The CaMV 35S promoter was widely used in GM crops because it is a very aggressive promoter involved in replicating the virus in the cell, hence, it literally ‘forces’ the cell to over-produce the product of any gene placed downstream of it. Its recombination hotspot was discovered against a background of major doubt over the safety of viral genes incorporated into GM crops to make crops resistant to viral attack. Many of the viral genes tended to recombine with other viruses to generate new and at times super-infectious viruses.

Ewen and Pusztai had already suggested that the damage done to young rats fed GM potatoes could be due to the transformation process itself or the transgenic construct, which definitely contained the CaMV 35S promoter. We reviewed our concerns in a paper published in a scientific journal.

The promoter was widely used on the assumption that it was specific for plants and plant-like species. But it turned out to be promiscuous across Domains and kingdoms of living things, bacteria, fungi, plants and animals, humans included.

Thus, transgenic constructs with the CaMV 35S promoter might be especially prone to horizontal gene transfer and recombination, with all the attendant hazards: gene mutations due to random insertion, cancer, re-activation of dormant viruses and generation of new viruses.

Our critics say people have been eating the virus in infected cabbages and cauliflower for years without harm; and, plants are already loaded with pararetroviral sequences, not unlike CaMV, so why should an additional CaMV 35S promoter matter?

We rebutted those criticisms in a paper that was longer than the original, which appeared in the same journal soon afterwards, and no further response followed. In fact, our critics were careful never to mention the rebuttal.

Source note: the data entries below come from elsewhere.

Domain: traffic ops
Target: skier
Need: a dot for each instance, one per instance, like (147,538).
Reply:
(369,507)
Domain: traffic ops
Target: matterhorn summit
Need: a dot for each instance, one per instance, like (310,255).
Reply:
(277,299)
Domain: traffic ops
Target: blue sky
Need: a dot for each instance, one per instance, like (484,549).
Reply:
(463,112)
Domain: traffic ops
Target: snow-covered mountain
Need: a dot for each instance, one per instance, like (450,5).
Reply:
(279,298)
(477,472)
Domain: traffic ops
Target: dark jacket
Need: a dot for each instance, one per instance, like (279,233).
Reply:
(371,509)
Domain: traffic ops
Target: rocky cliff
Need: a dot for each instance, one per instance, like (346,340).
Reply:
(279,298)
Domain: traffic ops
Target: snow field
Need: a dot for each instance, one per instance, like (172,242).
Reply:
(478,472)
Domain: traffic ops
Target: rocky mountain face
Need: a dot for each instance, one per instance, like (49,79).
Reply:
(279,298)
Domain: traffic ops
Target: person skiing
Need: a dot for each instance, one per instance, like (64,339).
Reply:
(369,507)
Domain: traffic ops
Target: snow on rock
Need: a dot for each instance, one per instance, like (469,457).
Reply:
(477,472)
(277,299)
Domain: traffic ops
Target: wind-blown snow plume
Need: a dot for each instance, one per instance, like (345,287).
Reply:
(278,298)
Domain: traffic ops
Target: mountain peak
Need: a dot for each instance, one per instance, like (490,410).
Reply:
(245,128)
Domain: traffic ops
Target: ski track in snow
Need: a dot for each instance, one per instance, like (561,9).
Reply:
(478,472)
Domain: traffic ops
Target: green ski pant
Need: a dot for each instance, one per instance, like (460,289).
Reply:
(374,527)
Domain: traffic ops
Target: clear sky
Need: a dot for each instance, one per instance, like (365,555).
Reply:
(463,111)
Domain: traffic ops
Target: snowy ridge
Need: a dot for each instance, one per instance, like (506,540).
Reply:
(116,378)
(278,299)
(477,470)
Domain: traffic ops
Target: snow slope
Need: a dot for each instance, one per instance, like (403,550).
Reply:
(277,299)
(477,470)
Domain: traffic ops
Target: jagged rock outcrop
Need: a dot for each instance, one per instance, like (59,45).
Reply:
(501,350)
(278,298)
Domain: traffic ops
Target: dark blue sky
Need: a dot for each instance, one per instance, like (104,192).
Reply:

We pointed out, among other things, that people have not been eating CaMV 35S promoter plucked from its natural genetic and evolutionary context and incorporated into transgenic DNA. The promoter in the viral genome does not have the same tendency to break and join up with non-homologous DNA.

The fact that plants are "loaded" with pararetroviral sequences similar to CaMV and other potentially mobile elements can only make things worse. Pararetroviruses include a family that contains the human pathogen, hepatitis B virus. The CaMV 35S promoter could activate dormant viruses like hepatitis B, which was also known to have integrated into some human genomes, and appeared to be associated with the disease.

Evidence has emerged since, that integration of foreign genes into the genome in genetic modification can indeed activate jumping genes and dormant viruses, and destabilise the genome. So we were not wide off the mark.

Behind our critics’ public denial on the safety implications of the CaMV 35S promoter, the promoter has been quietly withdrawn, and no longer appears in most GM crops under development.

Finally, what makes genetic engineering worse is that it is targeting the very mechanisms of ‘natural genetic engineering’ that coordinate the expression of genes and change the genome in non-random ways during development and in response to the ecological environment, which is what the fluid genome is about.

Imagine the genes intercommunicating and playing divine music and musical chairs in the genome. The artificial construct that has invaded the genome is like a rogue who can’t fit in, who only knows how to play a phrase of heavy metal music over and over again through the most powerful amplifier, and is capable of running amok; and all that during a rendition of life’s music that’s more akin to Mozart.

Well, the butterflies are still at it. (slide 15) That’s all, thank you.